The assertion that the Moon's stabilization of Earth's obliquity and spin is a requirement for complex life has been questioned. Kasting argues that a moonless Earth would still possess habitats with climates suitable for complex life and questions whether the spin rate of a moonless Earth can be predicted. Although the giant impact theory posits that the impact forming the Moon increased Earth's rotational speed to make a day about 5 hours long, the Moon has slowly "stolen" much of this speed to reduce Earth's solar day since then to about 24 hours and continues to do so: in 100 million years Earth's solar day will be roughly 24 hours 38 minutes (the same as Mars's solar day); in 1 billion years, 30 hours 23 minutes. Larger secondary bodies would exert proportionally larger tidal forces that would in turn decelerate their primaries faster and potentially increase the solar day of a planet in all other respects like Earth to over 120 hours within a few billion years. This long solar day would make effective heat dissipation for organisms in the tropics and subtropics extremely difficult in a similar manner to tidal locking to a red dwarf star. Short days (high rotation speed) cause high wind speeds at ground level. Long days (slow rotation speed) cause the day and night temperatures to be too extreme.

Many Rare Earth proponents argue that the Earth's plate tectonics would probably not exist if not for the tidal forces of the Moon. The hypothesis that the Moon's tidal influence initiated or sustained Earth's plate tectonics remains unproven, though at least one study implies a temporal correlation to the formation of the Moon. Evidence for the past existence of plate tectonics on planets like Mars which may never have had a large moon would counter this argument. Kasting argues that a large moon is not required to initiate plate tectonics.

Complex life may arise in alternative habitats

Complex life may exist in environments similar to black smokers on Earth.

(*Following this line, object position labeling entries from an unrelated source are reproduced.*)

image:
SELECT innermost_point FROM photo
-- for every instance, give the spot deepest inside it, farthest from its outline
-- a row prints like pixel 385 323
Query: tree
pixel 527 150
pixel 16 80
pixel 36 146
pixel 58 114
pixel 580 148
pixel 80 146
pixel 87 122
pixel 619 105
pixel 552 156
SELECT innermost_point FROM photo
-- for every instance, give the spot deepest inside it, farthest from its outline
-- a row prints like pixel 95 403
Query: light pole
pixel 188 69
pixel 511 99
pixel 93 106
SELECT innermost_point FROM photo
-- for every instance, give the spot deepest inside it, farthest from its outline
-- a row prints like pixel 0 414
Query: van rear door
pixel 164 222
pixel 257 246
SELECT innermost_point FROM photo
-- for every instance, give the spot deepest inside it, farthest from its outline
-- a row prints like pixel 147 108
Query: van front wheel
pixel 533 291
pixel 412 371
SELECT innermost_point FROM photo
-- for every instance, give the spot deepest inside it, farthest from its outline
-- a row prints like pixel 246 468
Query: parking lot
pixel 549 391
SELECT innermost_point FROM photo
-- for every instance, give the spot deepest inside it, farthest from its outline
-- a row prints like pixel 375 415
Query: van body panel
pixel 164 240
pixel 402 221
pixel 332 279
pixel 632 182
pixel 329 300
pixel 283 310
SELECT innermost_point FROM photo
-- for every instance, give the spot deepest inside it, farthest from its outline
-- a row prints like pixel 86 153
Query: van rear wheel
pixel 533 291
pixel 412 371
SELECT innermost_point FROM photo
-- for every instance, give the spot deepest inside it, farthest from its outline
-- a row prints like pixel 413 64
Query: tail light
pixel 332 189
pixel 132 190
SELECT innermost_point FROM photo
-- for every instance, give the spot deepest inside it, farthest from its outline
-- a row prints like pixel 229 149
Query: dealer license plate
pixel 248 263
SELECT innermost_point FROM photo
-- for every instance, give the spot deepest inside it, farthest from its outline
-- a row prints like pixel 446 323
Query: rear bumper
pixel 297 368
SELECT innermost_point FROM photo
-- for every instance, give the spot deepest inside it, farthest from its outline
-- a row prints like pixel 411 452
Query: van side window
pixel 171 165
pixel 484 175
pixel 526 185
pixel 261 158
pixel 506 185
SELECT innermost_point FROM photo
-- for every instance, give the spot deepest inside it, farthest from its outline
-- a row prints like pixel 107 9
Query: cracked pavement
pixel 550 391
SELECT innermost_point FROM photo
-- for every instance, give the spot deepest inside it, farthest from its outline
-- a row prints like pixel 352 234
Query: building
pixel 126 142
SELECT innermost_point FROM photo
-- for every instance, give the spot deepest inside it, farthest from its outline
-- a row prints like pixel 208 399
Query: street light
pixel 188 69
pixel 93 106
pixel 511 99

Rare Earth proponents argue that simple life may be common, though complex life requires specific environmental conditions to arise. Critics consider life could arise on a moon of a gas giant, though this is less likely if life requires volcanicity. The moon must have stresses to induce tidal heating, but not so dramatic as seen on Jupiter's Io. However, the moon is within the gas giant's intense radiation belts, sterilizing any biodiversity before it can get established. Dirk Schulze-Makuch disputes this, hypothesizing alternative biochemistries for alien life. While Rare Earth proponents argue that only microbial extremophiles could exist in subsurface habitats beyond Earth, some argue that complex life can also arise in these environments. Examples of extremophile animals such as the Hesiocaeca methanicola, an animal that inhabits ocean floor methane clathrates substances more commonly found in the outer Solar System, the tardigrades which can survive in the vacuum of space or Halicephalobus mephisto which exists in crushing pressure, scorching temperatures and extremely low oxygen levels 3.6 kilometres deep in the Earth's crust, are sometimes cited by critics as complex life capable of thriving in "alien" environments. Jill Tarter counters the classic counterargument that these species adapted to these environments rather than arose in them, by suggesting that we cannot assume conditions for life to emerge which are not actually known. There are suggestions that complex life could arise in sub-surface conditions which may be similar to those where life may have arisen on Earth, such as the tidally heated subsurfaces of Europa or Enceladus. Ancient circumvental ecosystems such as these support complex life on Earth such as Riftia pachyptila that exist completely independent of the surface biosphere.